Following the opening verse in the Bible “In the beginning God created the Heavens and the Earth,” the earth is described as being without form and void. Bullinger is famous for his work identifying all the figures of speech in the Bible. He thinks this phrase “without form and void” from Genesis is the “…very first Figure employed in the Bible. And it is used to call our attention to, and emphasize, the fact that, while the first statement refers to two things, ‘the heaven and the earth’; the following statement proceeds to speak of only one of them, leaving the other entirely out of consideration. Both were created ‘in the beginning.’ But the earth, at some time, and by some means, and from some cause (not stated) became a ruin:—empty, waste, and desolate; or, as it is expressed by another Figure (Paronomasia, q.v.), tohoo and bohoo.” God did not create the earth without form and void. Isaiah makes that perfectly clear in Isaiah 45:18. It says, “For the LORD is God, and he created the heavens and earth and put everything in place.  He made the world to be lived in, not to be a place of empty chaos.” Being without form and void is clearly the description of the results of sin. According to Bullinger Genesis chapter 1, “The whole chapter exhibits a parallel between this work, and that ‘new creation’ which takes place in the case of every one who is born again of the Holy Ghost, and has the new man created within him.’[1]

Frank Borman, Commander of Apollo VIII (the first manned ship to orbit the moon), sent this message to earch from 240,000 miles away, “For all the people of earth, we have a message we would like to send you: In the beginning God created the heaven and the earth. And the earth was without form, and void; and darkness was upon the face of the deep. And the Spirit of God moved upon the face of the waters. And God said, Let there be light; and there was light.… And God saw that it was good.” He closed his transmission to earth with this prayer: “Give us, O God, the vision which can see love in the world in spite of human failure. Give us the faith to trust Thy goodness in spite of our ignorance and weakness.

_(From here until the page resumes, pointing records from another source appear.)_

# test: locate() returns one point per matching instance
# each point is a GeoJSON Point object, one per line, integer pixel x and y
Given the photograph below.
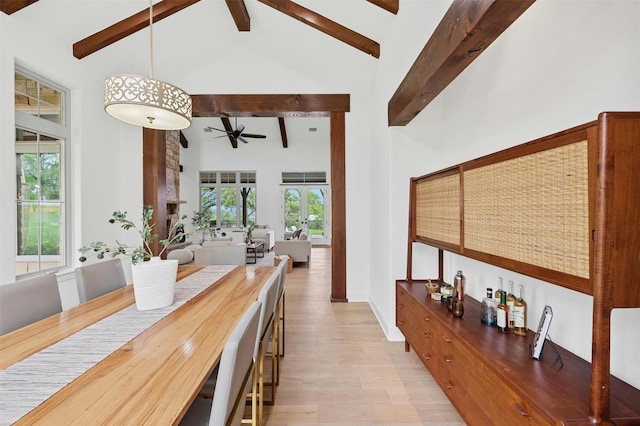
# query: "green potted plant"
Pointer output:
{"type": "Point", "coordinates": [202, 222]}
{"type": "Point", "coordinates": [153, 281]}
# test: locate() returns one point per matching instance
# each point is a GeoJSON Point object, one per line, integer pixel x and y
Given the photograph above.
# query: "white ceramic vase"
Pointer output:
{"type": "Point", "coordinates": [154, 283]}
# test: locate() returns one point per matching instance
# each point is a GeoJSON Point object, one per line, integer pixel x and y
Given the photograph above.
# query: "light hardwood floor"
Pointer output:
{"type": "Point", "coordinates": [339, 368]}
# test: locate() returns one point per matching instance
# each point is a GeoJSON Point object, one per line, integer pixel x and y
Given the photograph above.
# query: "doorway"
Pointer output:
{"type": "Point", "coordinates": [307, 208]}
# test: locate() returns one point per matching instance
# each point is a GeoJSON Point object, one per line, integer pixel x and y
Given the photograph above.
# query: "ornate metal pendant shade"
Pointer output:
{"type": "Point", "coordinates": [145, 102]}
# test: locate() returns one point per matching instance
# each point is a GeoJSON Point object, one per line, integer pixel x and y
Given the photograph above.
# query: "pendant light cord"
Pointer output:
{"type": "Point", "coordinates": [151, 38]}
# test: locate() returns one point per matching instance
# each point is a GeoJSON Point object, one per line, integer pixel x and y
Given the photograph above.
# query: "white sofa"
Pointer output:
{"type": "Point", "coordinates": [298, 249]}
{"type": "Point", "coordinates": [265, 235]}
{"type": "Point", "coordinates": [220, 253]}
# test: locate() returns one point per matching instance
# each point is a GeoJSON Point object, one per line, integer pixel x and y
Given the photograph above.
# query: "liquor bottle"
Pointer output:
{"type": "Point", "coordinates": [459, 283]}
{"type": "Point", "coordinates": [520, 314]}
{"type": "Point", "coordinates": [488, 309]}
{"type": "Point", "coordinates": [502, 314]}
{"type": "Point", "coordinates": [498, 291]}
{"type": "Point", "coordinates": [511, 301]}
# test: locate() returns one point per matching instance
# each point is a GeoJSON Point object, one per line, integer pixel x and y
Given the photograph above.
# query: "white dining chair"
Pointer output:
{"type": "Point", "coordinates": [99, 278]}
{"type": "Point", "coordinates": [280, 314]}
{"type": "Point", "coordinates": [27, 301]}
{"type": "Point", "coordinates": [266, 346]}
{"type": "Point", "coordinates": [235, 372]}
{"type": "Point", "coordinates": [267, 296]}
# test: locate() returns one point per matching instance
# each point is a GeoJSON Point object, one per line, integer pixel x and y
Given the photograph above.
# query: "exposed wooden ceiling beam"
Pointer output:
{"type": "Point", "coordinates": [127, 26]}
{"type": "Point", "coordinates": [465, 31]}
{"type": "Point", "coordinates": [388, 5]}
{"type": "Point", "coordinates": [12, 6]}
{"type": "Point", "coordinates": [268, 105]}
{"type": "Point", "coordinates": [240, 15]}
{"type": "Point", "coordinates": [325, 25]}
{"type": "Point", "coordinates": [283, 132]}
{"type": "Point", "coordinates": [183, 140]}
{"type": "Point", "coordinates": [227, 126]}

Give us the knowledge that we may continue to pray with understanding hearts, and show us what each one of us can do to set forward the coming of the day of universal peace.”[2]

q.v. Which see.

[1] Ethelbert William Bullinger, Figures of Speech Used in the Bible (London; New York: Eyre & Spottiswoode; E. & J. B. Young & Co., 1898), 251–252.

[2] William J. Federer, Great Quotations: A Collection of Passages, Phrases, and Quotations Influencing Early and Modern World History Referenced according to Their Sources in Literature, Memoirs, Letters, Governmental Documents, Speeches, Charters, Court Decisions and Constitutions (St. Louis, MO: AmeriSearch, 2001).